Hadoop for Developers :: Hadoop Illuminated

	Hadoop Illuminated > Hadoop for Developers

Chapter 6. Hadoop for Developers

This section is a quick 'fact sheet' in a Q&A format.

What is Hadoop?

Hadoop is an open source software stack that runs on a cluster of machines. Hadoop provides distributed storage and distributed processing for very large data sets.

Is Hadoop a fad or here to stay?

Sure, Hadoop and Big Data are all the rage now. But Hadoop does solve a real problem and it is a safe bet that it is here to stay.

Below is a graph of Hadoop job trends from Indeed.com. As you can see, demand for Hadoop skills has been up and up since 2009. So Hadoop is a good skill to have!

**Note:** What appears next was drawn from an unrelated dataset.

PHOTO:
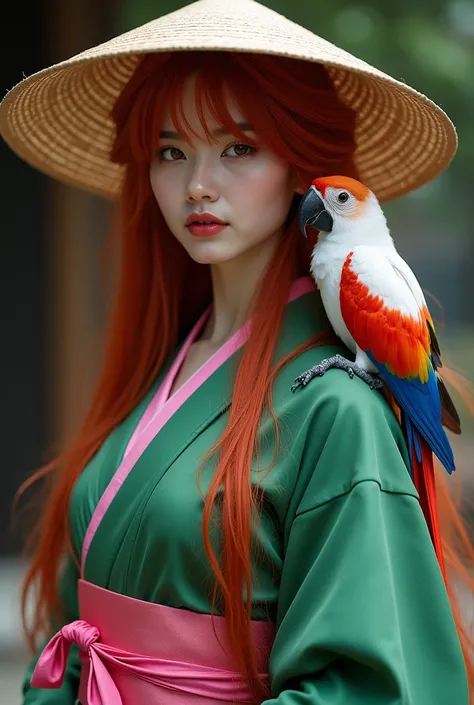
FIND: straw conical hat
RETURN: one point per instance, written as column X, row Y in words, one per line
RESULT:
column 58, row 119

Figure 6.1. Hadoop Job Trends

What skills do I need to learn Hadoop?

A hands-on developer or admin can learn Hadoop. The following list is a start - in no particular order

Hadoop is written in Java. So knowing Java helps
Hadoop runs on Linux, so you should know basic Linux command line navigation skills
Some Linux scripting skills will go a long way

What kind of technical roles are available in Hadoop?

The following should give you an idea of the kind of technical roles in Hadoop.

Table 6.1. Hadoop Roles

Job Type	Job functions	Skills
Hadoop Developer	develops MapReduce jobs, designs data warehouses	Java, Scripting, Linux
Hadoop Admin	manages Hadoop cluster, designs data pipelines	Linux administration, Network Management, Experience in managing large cluster of machines
Data Scientist	Data mining and figuring out hidden knowledge in data	Math, data mining algorithms
Business Analyst	Analyzes data!	Pig, Hive, SQL superman, familiarity with other BI tools

I am not a programmer, can I still use Hadoop?

Yes, you don't need to write Java Map Reduce code to extract data out of Hadoop. You can use Pig and Hive. Both Pig and Hive offer 'high level' Map Reduce. For example you can query Hadoop using SQL in Hive.

What kind of development tools are available for Hadoop?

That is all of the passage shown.